Kansas City, Missouri; Albuquerque, New Mexico; and Olympia, Washington already have rolled out free fares. Boston Mayor Michelle Wu campaigned on the slogan,“Free the T,” (a reference to the city’s transit system) and started a free fare program on limited routes.

Colorado’s state government also paid $28 million to make transit free there in August of last year, in an effort to reduce ozone pollution during the month it normally reaches its highest levels. Nine of the 14 local agencies that participated in the program saw higher ridership numbers even after the promotion ended than they did in the months before it started, according to The Colorado Sun.

The Seattle initiative for people living in public housing follows efforts by at least 17 major transit agencies to provide reduced fares for low-income residents.

In fact, Seattle provided nearly 2,000 public housing residents free fares under a pilot program that started in 2019, according to the mayor’s office.

Seattle also provided unlimited free fares during the early days of the pandemic for 2,200 people working in the food service and grocery industries in certain neighborhoods. The city transportation department said 91% of people who received those fare cards used transit more often than they had before getting the assistance.

Rod Brandon, the executive director of the Seattle Housing Authority, said in a statement that the passes for public housing residents would be a “tremendous improvement in safety, access to basic services, ability to get to jobs and overall quality of life for our residents.”

“Most of those we serve have to make difficult choices on how to spend limited budgets. Now they can get to jobs, school, medical appointments, the grocery store and other important activities without worrying about the cost,” he added.

Katie Wilson, the general secretary of the Transit Riders Union, a Seattle-area group that advocates for better public transit and transit accessibility, noted that there are many programs in the area designed to help low-income residents, but she said the idea of linking the free trips to affordable housing is “really fantastic.”
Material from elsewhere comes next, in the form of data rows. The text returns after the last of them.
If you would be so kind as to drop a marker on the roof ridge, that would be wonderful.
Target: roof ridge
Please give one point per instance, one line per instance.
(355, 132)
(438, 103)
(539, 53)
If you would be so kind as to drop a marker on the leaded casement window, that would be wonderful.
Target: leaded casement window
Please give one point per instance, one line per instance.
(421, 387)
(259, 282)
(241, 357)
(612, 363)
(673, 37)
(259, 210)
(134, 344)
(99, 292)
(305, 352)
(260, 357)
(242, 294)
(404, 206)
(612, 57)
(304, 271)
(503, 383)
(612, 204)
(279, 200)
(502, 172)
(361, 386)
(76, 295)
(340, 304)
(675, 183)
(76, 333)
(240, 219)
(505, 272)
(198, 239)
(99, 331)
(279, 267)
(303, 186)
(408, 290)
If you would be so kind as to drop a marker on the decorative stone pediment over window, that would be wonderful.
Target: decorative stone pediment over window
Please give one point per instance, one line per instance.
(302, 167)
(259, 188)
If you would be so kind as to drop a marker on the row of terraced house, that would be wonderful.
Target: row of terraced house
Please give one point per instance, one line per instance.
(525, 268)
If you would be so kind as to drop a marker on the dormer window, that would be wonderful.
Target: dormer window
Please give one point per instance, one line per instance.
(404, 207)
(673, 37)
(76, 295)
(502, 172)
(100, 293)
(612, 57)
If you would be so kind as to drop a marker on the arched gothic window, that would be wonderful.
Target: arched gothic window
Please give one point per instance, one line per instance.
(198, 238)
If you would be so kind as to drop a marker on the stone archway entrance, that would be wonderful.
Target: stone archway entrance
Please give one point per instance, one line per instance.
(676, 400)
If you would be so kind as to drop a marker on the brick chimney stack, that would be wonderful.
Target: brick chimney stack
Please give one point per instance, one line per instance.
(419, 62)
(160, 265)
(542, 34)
The approach makes administering the program easier, and it could make it easier for residents who, for example, lose a pass to show they qualify for the program. Wilson said she hopes Seattle officials consider expanding the program to people living in other affordable housing developments, not just those in public housing.

But Wilson said she appreciated the way local advocates and officials in the Seattle region have been slowly expanding free transit programs. They’ve been “fighting for these programs at various levels from local to county to state, and when there's an opportunity, you seize it,” she said. “Seattle has been really good at that in the last few years.”